20 DECEMBER (PREACHED 20 DECEMBER 1767)
Oh, lonesome me!
‘And a man shall be as an hiding place from the wind, and a covert from the tempest; as rivers of water in a dry place, as the shadow of a great rock in a weary land.’ Isaiah 32:2
SUGGESTED FURTHER READING: Psalm 143:1–12
We have spoken of Jesus as the refuge from storm and rain—the sure and welcome retreat for every convinced, tempted soul. The next clause sets him forth in a very acceptable view. And here we may enquire what is meant by a dry place. The dry place signifies a wilderness, as Psalm 105:41. The believing soul is in a wilderness in a twofold state and must perish without these refreshing streams. Such is the prayer of David (Psalm 143:6). A wilderness is barren, lonesome, uncomfortable. Such a state is applicable:
(i) to the world: it does not appear to us so by nature—rather fruitful and pleasant, and the poor soul says as Psalm 132:14. But when the eyes of the mind are opened, the false appearance vanishes and it is all a wilderness. A right view of God and divine things puts us out of conceit with the world, and its poor pleasures are no longer pleasing. A Christian, except he has some believers with him, is alone in a multitude—as a man would be counted solitary if he had none of his own kind, but only wild beasts of the forest around him.

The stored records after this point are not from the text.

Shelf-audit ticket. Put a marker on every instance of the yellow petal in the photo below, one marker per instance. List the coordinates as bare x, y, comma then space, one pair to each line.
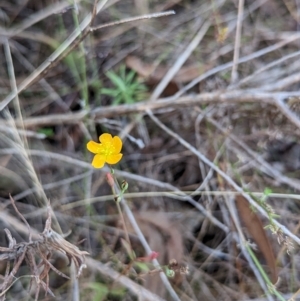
117, 143
113, 159
98, 161
94, 147
105, 138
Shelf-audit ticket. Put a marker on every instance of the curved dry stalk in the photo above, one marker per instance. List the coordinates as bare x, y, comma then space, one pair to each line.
42, 248
252, 202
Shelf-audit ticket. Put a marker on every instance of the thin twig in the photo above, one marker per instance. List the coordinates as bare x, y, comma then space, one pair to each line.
237, 44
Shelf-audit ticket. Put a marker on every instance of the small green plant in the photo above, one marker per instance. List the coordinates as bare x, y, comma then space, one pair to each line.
127, 88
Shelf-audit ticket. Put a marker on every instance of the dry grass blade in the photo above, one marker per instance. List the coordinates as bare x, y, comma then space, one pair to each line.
258, 233
42, 248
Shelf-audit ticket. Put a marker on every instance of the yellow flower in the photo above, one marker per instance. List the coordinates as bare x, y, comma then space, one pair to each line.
107, 151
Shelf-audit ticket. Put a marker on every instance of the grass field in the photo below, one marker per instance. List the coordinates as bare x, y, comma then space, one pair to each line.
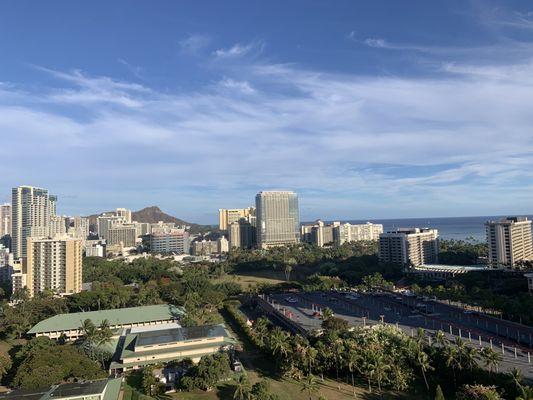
268, 277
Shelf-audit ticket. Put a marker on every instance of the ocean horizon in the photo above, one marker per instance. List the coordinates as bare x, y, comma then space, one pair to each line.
458, 228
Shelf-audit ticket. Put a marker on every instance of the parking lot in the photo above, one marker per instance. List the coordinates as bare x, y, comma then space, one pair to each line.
410, 313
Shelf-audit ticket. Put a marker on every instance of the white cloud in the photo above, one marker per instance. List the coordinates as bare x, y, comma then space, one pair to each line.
239, 50
195, 42
470, 128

(ii) to the heart: this likewise is known to be a wilderness when known aright. It is indeed full of wickedness—full, as it were, of serpents and dragons, but nothing good or pleasant. By nature we think ourselves rich and increased in goodness, but, when awakened, we find ourselves poor and destitute.
FOR MEDITATION: I have little new to say of myself. My wanderings and wildness when I would attempt praying in secret, are beyond description and would seem impossible to be the lot of a heart in any degree right with God. And yet I am enabled still to hold by the promise, and to say, He is my God and in him will I trust.